Mantel berwarna hitam dengan beberapa pola awan merah

"Konan sang penghipnotis kembali hari ini." Kata sang wanita berusia 20 tahun itu yang bernama Konan. Tanda pengenal bertuliskan 'Sang pencari kebenaran' nampak berkilau saat berpapar cahaya lampu.

-.-.-

Disclaimer :Masashi Kishimoto (benar penulisannya?)

Warning : OOC tingkat dewa, typho(s), kegaje-an dimana-mana, sulit dimengerti. Ending tidak terduga-duga, tidak disarankan bagi pembaca yang berharap cerita yang bagus.

Konan menutup pintu depan rumahnya. Dilehernya terdapat sebuah kalung dengan bandul ukuran sedang berbentuk matahari. Rambutnya digerai indah.

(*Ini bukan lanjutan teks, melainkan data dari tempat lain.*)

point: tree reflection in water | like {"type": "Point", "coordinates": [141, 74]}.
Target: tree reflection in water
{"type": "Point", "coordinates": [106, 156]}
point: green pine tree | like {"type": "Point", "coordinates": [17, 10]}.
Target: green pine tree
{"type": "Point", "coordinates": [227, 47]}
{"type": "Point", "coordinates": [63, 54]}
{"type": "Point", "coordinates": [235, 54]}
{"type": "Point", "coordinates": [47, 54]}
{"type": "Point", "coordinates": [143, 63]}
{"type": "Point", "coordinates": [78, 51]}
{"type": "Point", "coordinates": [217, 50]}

Kemudian Konan membuka payung hitamnya. Berjalan menuju halte terdekat. Sambil berjalan ke halte, Konan mengingat kembali kata-kata rekannya, Yahiko di telepon.

"Kemampuan hipnotismu benar-benar dibutuhkan malam ini. Aku tau, tempatmu bertugas bukanlah di kota ini. Tapi, semua anggota tidak memiliki bakat yang lebih hebat darimu. Karena, kali ini orang yang harus di dinterogasi bukan orang main-main. Kami akan menjemputmu jam 09:30 malam ini."

-.-.-

Konan memainkan teleponnya. Jantungnya berdegup tak karuan mengingat ucapan rekannya tadi.

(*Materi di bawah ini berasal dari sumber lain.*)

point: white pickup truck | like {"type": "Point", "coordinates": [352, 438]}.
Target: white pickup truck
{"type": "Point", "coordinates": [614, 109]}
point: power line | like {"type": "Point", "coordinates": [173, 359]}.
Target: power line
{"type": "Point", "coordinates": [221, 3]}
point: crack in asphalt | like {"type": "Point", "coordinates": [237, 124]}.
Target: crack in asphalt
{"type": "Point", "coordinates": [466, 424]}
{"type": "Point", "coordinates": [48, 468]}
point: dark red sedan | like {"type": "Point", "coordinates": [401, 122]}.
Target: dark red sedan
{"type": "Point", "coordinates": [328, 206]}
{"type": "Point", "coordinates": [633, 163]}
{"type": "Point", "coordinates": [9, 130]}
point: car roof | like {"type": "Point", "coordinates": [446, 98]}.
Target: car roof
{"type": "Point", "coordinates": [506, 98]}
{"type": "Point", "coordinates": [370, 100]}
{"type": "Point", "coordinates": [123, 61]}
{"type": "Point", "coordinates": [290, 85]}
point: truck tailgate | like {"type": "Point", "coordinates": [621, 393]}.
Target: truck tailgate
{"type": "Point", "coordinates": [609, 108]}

'Apa maksudnya, bukan orang main-main?' batin Konan terus menerus. Tak menyadari kehadiran seseorang.

"Hoi!" seorang pria bermantel hitam menyapa Konan. Konan sedikit tersentak. Orang itu, Hidan.

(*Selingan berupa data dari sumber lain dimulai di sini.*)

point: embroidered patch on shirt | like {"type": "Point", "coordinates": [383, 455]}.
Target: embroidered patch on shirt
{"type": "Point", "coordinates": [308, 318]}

"Hem, ayo cepat." Kata Hidan. Konan bangkit dari duduknya.

-.-.-

Di sebuah ruangan sepi dan gelap. Kini Konan tengah berhadapan dengan seorang anak laki-laki berusia sekitar 9 tahun yang tengah duduk diatas kursi sambil menyesap lolipop. Konan bertanya-tanya dalam hati. 'Jadi ini, saksi mata atas pembunuhan keluarga kaya itu?'

"Apa-apaan kau melihatku terus, heh? Apakah wajahku sungguh mencurigakan bagimu?" tanya sang anak sambil menunjuk-nunjuk wajah Konan. Konan menghela nafas sejenak. Sang anak membuang permennya yang masih tersisa ke sembarang tempat.

"Aku hanya ingin bertanya, anak kecil." Kata Konan selembut mungkin. Sang anak membuang muka kesamping.

"Jangan tanya aku! Aku hanya orang luar! Aku tidak tau apa-apa!" dan Konan menghela nafas sekali lagi.

"Hem, bagaimana ya? Kau ada disana. Disaat pembunuhan keluarga Minato berlangsung. Benar begitu, Naruto?" sang anak menatap nyalang Konan.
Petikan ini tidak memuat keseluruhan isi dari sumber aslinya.